Exploring and mining attributed sequences of interactions
- URL: http://arxiv.org/abs/2107.13329v1
- Date: Wed, 28 Jul 2021 12:53:46 GMT
- Title: Exploring and mining attributed sequences of interactions
- Authors: Tiphaine Viard, Henry Soldano, Guillaume Santini
- Abstract summary: We model interactions as stream graphs, a recent framework to model interactions over time.
We introduce algorithms to enumerate closed patterns on a labeled stream graph, and introduce a way to select relevant closed patterns.
We run experiments on two real-world datasets of interactions among students and citations between authors.
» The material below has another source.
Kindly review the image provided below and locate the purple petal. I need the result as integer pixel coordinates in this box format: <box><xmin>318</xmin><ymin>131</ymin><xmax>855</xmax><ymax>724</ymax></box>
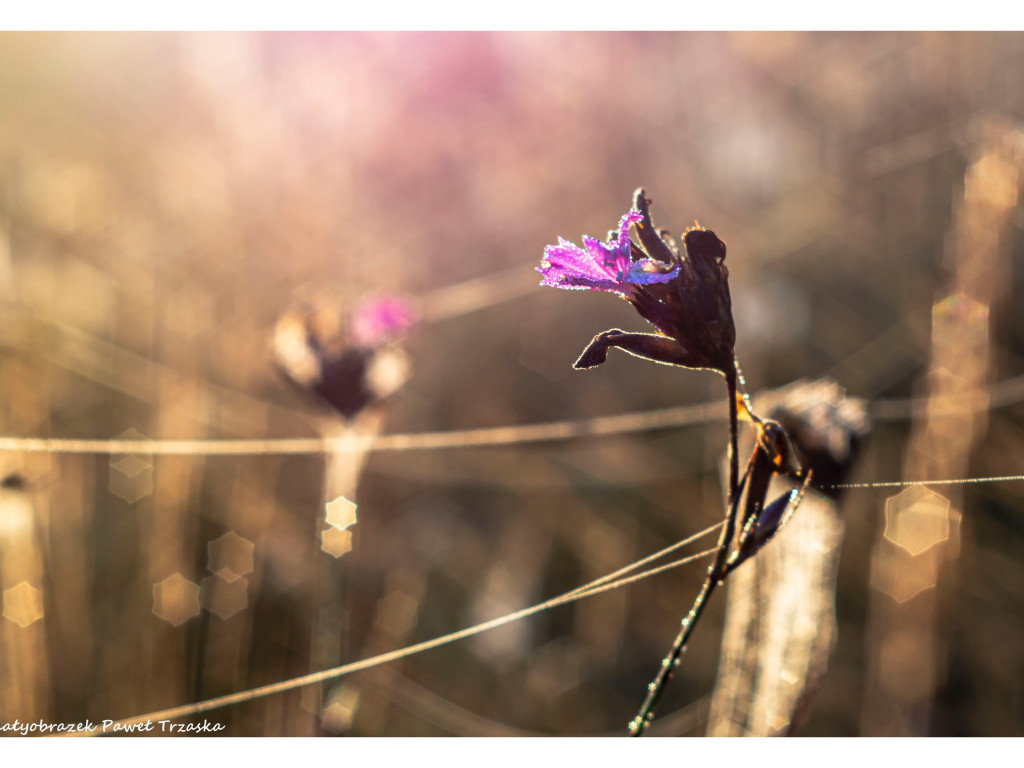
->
<box><xmin>538</xmin><ymin>210</ymin><xmax>679</xmax><ymax>296</ymax></box>
<box><xmin>626</xmin><ymin>259</ymin><xmax>682</xmax><ymax>286</ymax></box>
<box><xmin>349</xmin><ymin>296</ymin><xmax>416</xmax><ymax>347</ymax></box>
- Score: 0.1933681537640272
- License: http://creativecommons.org/licenses/by-nc-sa/4.0/
- Abstract: We are faced with data comprised of entities interacting over time: this can
be individuals meeting, customers buying products, machines exchanging packets
on the IP network, among others. Capturing the dynamics as well as the
structure of these interactions is of crucial importance for analysis. These
interactions can almost always be labeled with content: group belonging,
reviews of products, abstracts, etc. We model these stream of interactions as
stream graphs, a recent framework to model interactions over time. Formal
Concept Analysis provides a framework for analyzing concepts evolving within a
context. Considering graphs as the context, it has recently been applied to
perform closed pattern mining on social graphs. In this paper, we are
interested in pattern mining in sequences of interactions. After recalling and
extending notions from formal concept analysis on graphs to stream graphs, we
introduce algorithms to enumerate closed patterns on a labeled stream graph,
and introduce a way to select relevant closed patterns. We run experiments on
two real-world datasets of interactions among students and citations between
authors, and show both the feasibility and the relevance of our method.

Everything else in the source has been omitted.